March 22, 2017

Love: Season 2


I didn't love (ha!) the first season of Love, but it was a passable, low-stakes, well-made Apatow comedy that felt perfect for Netflix. (Two seasons in, I can't imagine watching this show any other way than a few episodes at a time over the course of a week or so.) I liked Season 2 a little more, even if it started out stronger than it ended. The show's about a blossoming relationship between two very different people in Los Angeles - one a nebbish and sort of neurotic guy working as an on-set tutor for the child star of a shitty CW-esque series, the other a messy and free-spirited self-described "sex and love addict."

The first season mostly existed to show us who these people were, and why they really shouldn't be in a relationship with one another (or possibly with anyone at all) but ended with the pair of them making out in a gas station parking lot as if to say, yes, sure, let's do this. The second season sort of continues down that road, repeating some of the same beats in a stronger way by making it clear that these two need to take some time apart before the season ends with them making out once again, committed to being a long-term exclusive couple.

If it sounds like it moves slow, well, holy shit, it does. But that's okay! This is also largely an LA hang-out comedy and it's very easy to watch these two and their misadventures like a fly on the wall. There's an episode in Season 2 where the two of them just trip on mushrooms with another couple. No zany camerawork or CGI; the trip is seen entirely from a third person perspective, and it's low-key hilarious stuff, just listening to their insane babblings.

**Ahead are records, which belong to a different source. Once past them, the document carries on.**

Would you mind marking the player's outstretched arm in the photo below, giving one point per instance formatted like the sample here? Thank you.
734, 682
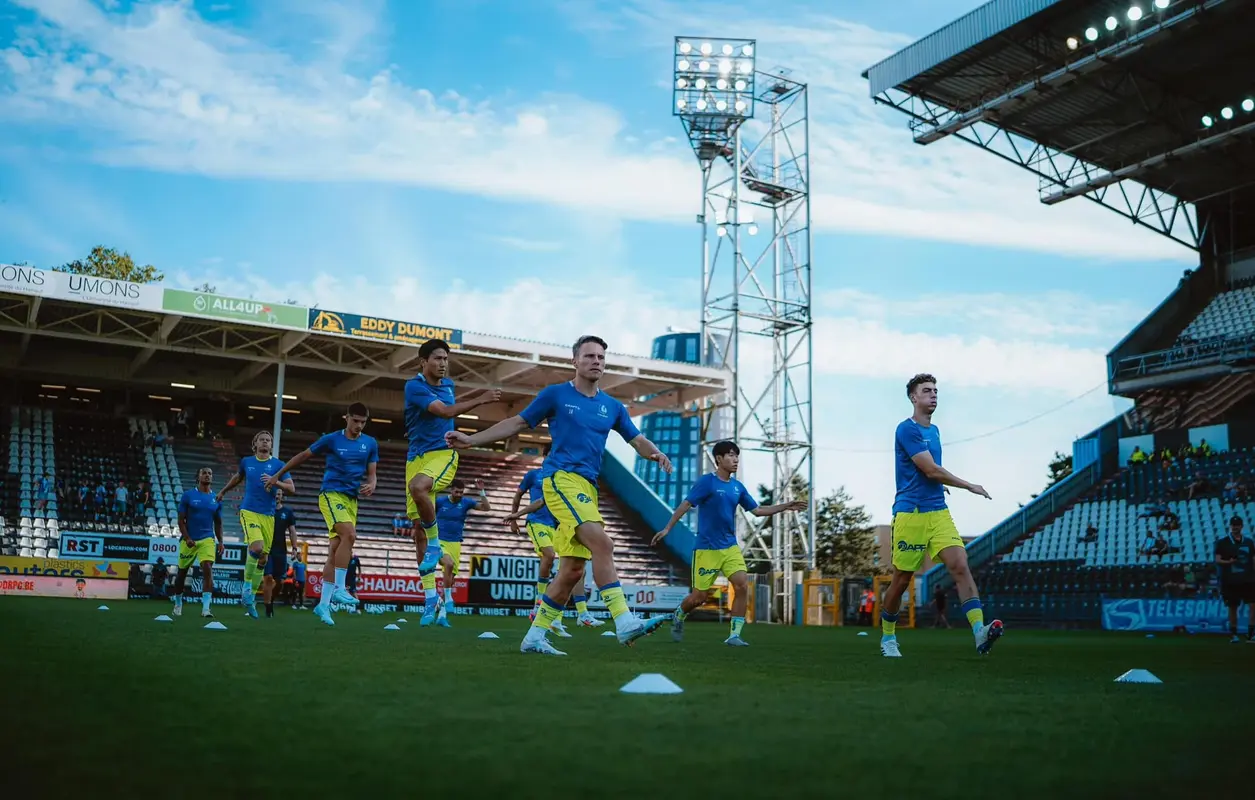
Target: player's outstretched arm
503, 430
934, 471
680, 510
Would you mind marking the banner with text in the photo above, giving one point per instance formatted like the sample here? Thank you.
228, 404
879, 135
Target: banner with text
1169, 614
137, 549
343, 324
14, 565
221, 307
58, 587
58, 285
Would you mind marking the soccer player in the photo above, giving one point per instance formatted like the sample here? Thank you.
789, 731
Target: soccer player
581, 417
431, 464
276, 564
350, 457
1235, 554
257, 511
200, 523
715, 496
923, 523
451, 514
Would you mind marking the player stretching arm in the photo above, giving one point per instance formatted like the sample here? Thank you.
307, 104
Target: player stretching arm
352, 457
581, 417
717, 496
923, 523
200, 524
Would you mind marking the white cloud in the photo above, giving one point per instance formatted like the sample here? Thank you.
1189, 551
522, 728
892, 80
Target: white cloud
163, 89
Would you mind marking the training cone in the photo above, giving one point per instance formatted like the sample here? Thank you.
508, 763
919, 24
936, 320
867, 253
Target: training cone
1137, 676
650, 683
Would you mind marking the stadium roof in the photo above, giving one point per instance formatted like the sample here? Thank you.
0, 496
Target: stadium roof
152, 349
1127, 106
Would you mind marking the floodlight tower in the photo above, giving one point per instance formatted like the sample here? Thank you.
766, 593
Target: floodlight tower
756, 276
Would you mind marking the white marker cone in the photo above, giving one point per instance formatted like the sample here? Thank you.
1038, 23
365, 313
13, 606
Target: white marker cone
650, 683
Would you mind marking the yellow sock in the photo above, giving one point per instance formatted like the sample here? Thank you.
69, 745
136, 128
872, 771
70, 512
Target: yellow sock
887, 623
613, 595
546, 614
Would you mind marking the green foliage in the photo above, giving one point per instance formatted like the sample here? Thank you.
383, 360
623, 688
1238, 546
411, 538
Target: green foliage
108, 263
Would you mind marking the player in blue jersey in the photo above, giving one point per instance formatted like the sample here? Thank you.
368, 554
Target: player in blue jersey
257, 511
717, 496
580, 417
431, 464
286, 540
923, 523
451, 511
200, 524
352, 459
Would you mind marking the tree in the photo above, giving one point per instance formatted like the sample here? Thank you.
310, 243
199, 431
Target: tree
845, 539
108, 263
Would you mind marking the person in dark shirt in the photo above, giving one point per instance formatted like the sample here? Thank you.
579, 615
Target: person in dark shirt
1235, 554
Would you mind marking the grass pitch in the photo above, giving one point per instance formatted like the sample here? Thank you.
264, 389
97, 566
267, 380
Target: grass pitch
286, 705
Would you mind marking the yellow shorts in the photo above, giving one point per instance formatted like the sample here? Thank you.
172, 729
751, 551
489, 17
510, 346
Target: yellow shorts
200, 551
916, 533
438, 465
257, 528
572, 501
453, 549
541, 536
707, 565
336, 509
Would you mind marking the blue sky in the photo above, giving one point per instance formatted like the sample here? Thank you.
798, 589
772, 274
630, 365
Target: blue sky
515, 168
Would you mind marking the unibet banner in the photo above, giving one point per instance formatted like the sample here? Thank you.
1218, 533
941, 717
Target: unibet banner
221, 307
359, 327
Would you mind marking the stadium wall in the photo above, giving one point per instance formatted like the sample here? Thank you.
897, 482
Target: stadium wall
644, 501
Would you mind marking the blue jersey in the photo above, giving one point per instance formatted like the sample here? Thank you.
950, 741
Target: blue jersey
347, 461
424, 430
256, 497
915, 490
200, 510
535, 489
451, 518
284, 519
715, 501
579, 426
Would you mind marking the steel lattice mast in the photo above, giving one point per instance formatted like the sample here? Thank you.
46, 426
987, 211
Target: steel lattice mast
756, 283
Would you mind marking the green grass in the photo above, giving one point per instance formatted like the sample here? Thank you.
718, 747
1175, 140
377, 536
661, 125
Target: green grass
117, 700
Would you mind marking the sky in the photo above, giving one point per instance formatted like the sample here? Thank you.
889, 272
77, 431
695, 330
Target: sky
515, 168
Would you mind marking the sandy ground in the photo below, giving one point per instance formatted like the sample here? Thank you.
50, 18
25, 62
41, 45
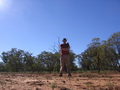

I dunno, it's Apatow. Every single one of his movies has been about half an hour too long, so isn't longform TV storytelling a perfect venue for him? I think - and I'm not positive, but I think - that only like three months have passed so far in the show to date. But I'm content to ride this one for a while. It might be slow, but it feels deliberate and carefully planned, unlike something like Modern Family that just feels like its spinning its wheels year after year so its actors can collect their millions. There's a story here, and there are some characters, and I'm invested now, dammit.